Il ressort de tout ce qui précède que la question la plus massive du dossier Pvi et dont le gouvernement ne peut retarder la clarification est celle-ci: Qui a signé le contrat Pvi? Le ministre Djènontin a confirmé de la manière la plus naïve qui soit (ce qui n’enlève rien à la gravité de la déclaration) que le président de la République, le premier élu de la Nation, n’a pas lu le contrat avant d’en signer le décret de mise en œuvre. Ahurissant, effarant, inadmissible! Un contrat de plusieurs milliards de francs qui concerne un programme aussi vaste que celui du Pvi, celui dont dépend, pour plus des 3/4 le renflouement des caisses de l’Etat! Qu’on vienne maintenant nous dire qu’il n’en est pas informé et que ce sont les autres qui en sont responsables dépasse l’entendement. Et cela reflète la tactique du bouc émissaire dont use à satiété le premier magistrat du pays. On l’a déjà vue dans l’affaire Icc et consorts aujourd’hui dans l’impasse, dans l’affaire de la Cen-sad jetée aux oubliettes. Le moment est venu d’interpeller, au double sens du terme, tous ceux qui ont apposé leur signature au bas du document qu’ils ont eux-mêmes appelé «contrat de marché». Ils ont noms: Pascal Iréné Koupaki, ministre du développement encore en poste, Issa Badarou-Soulé et Idriss Daouda, tous deux respectivement ministres de l’Economie maritime et des Finances d’alors. Qu’ils sortent de leur mutisme qu’on appelle pudiquement «obligation de réserve» pour dire leur part de vérité sur ce dossier scabreux. Il y va de leur crédibilité et de la crédibilité même de l’Etat du Bénin. Quel investisseur osera encore faire confiance à un tel Etat dirigé d’une façon aussi cavalière avec des ministres qui, un jour signent un document dont le chef conteste l’authenticité le jour d’après?
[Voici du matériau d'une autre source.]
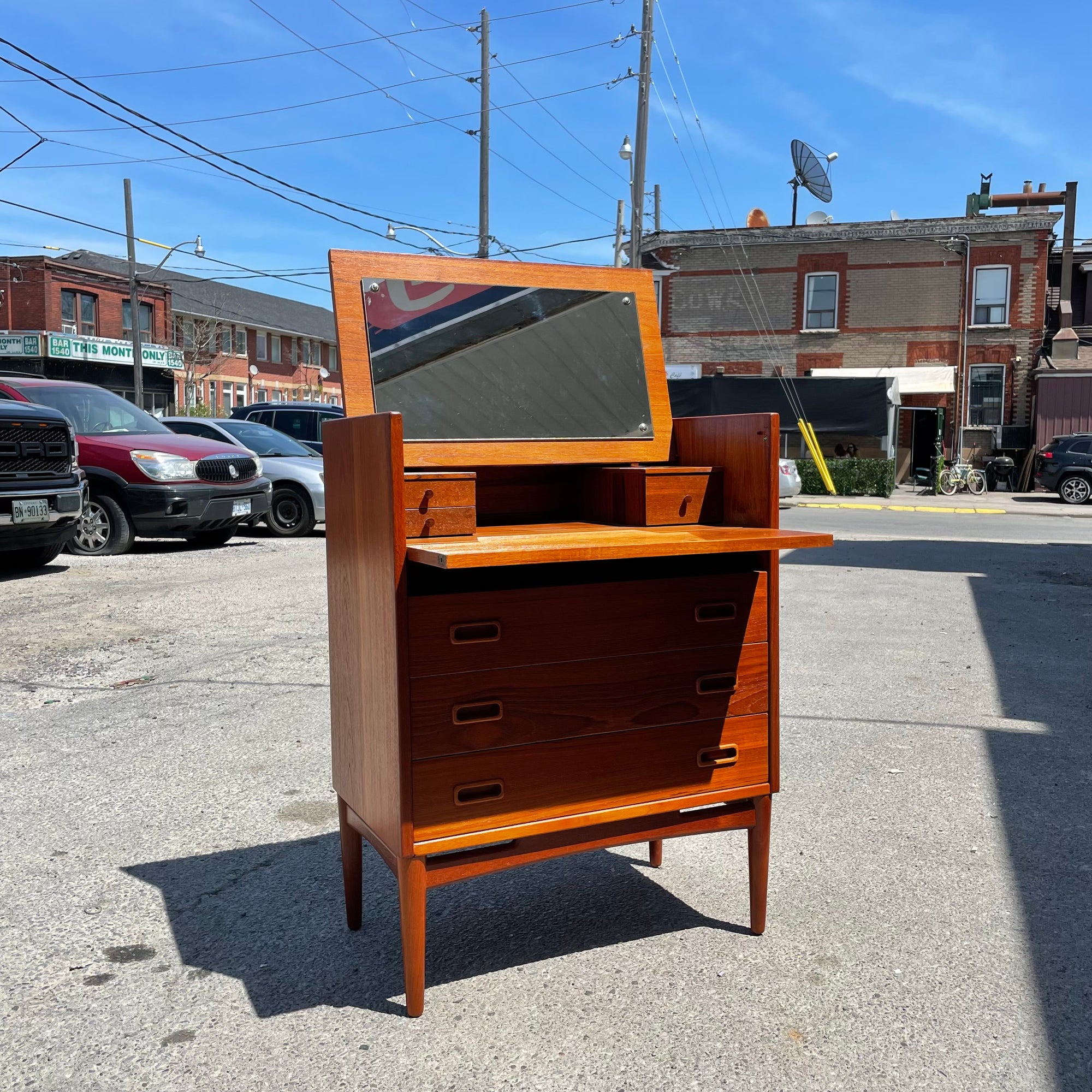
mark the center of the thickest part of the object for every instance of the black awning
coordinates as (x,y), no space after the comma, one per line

On ne peut continuer d’incriminer un opérateur économique pour sa «gourmandise» supposée et fermer les yeux sur l’existence de ceux qui ont engagé l’Etat sans contrepartie. A vouloir poursuivre ce jeu tragi-comique de ping-pong de déclarations et de démentis, on ne fera que divertir les Béninois déjà accablés par les problèmes insurmontables de la vie quotidienne. Ce gouvernement que l’autre avait traité de «ventilateur» n’a rien à faire que de déposer le tablier, pour incompétence caractérisée. Un gouvernement est fait pour agir et non pour disserter sans fin, à la manière d’un parlement à propos des contrats et autres engagements qu’il prend au nom de la Nation.